📖 Audio Glossary

Sample Rate

The number of audio samples captured per second during digital recording — 44.1 kHz is the CD standard; 48 kHz is the video standard; 96 kHz is common for high-resolution audio.

Sample rate measures how many times per second an audio interface measures (samples) the analog audio signal and converts it to a digital number. The Nyquist theorem states that the maximum frequency that can be accurately captured is half the sample rate. At 44,100 Hz (44.1 kHz), the maximum captured frequency is 22,050 Hz — well above the 20 kHz limit of human hearing.

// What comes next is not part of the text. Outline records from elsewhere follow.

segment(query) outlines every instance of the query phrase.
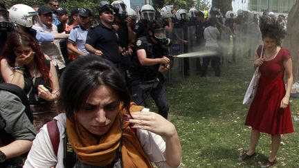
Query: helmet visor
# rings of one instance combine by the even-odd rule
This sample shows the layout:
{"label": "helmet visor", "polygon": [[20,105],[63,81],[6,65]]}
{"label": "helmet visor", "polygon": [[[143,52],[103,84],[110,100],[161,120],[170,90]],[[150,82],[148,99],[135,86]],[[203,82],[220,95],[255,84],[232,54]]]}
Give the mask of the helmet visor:
{"label": "helmet visor", "polygon": [[146,11],[142,13],[142,17],[144,19],[148,21],[154,21],[155,18],[155,12]]}
{"label": "helmet visor", "polygon": [[0,10],[0,20],[8,21],[8,11],[6,10]]}
{"label": "helmet visor", "polygon": [[125,3],[118,3],[114,5],[114,14],[125,17],[127,15],[127,6]]}
{"label": "helmet visor", "polygon": [[181,17],[182,19],[187,19],[185,13],[181,14]]}
{"label": "helmet visor", "polygon": [[163,39],[166,38],[165,28],[158,28],[154,30],[154,35],[156,38]]}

44.1 kHz is the CD audio standard and remains the most common format for music. 48 kHz is the standard for video production, broadcast, and podcasting. All modern audio interfaces support both rates and can switch between them in software.

96 kHz and 192 kHz are marketed as 'high resolution' and provide some benefits for recording: more headroom when pitch-shifting, a steeper filter slope in the analog chain, and a safety margin when the final output will be 48 kHz. However, for most home recording applications, 48 kHz is entirely sufficient.

Recording at higher sample rates creates larger files. At 96 kHz, a stereo recording uses about twice the storage of a 48 kHz recording. For a podcast or stream, this additional storage and processing overhead provides no audible benefit.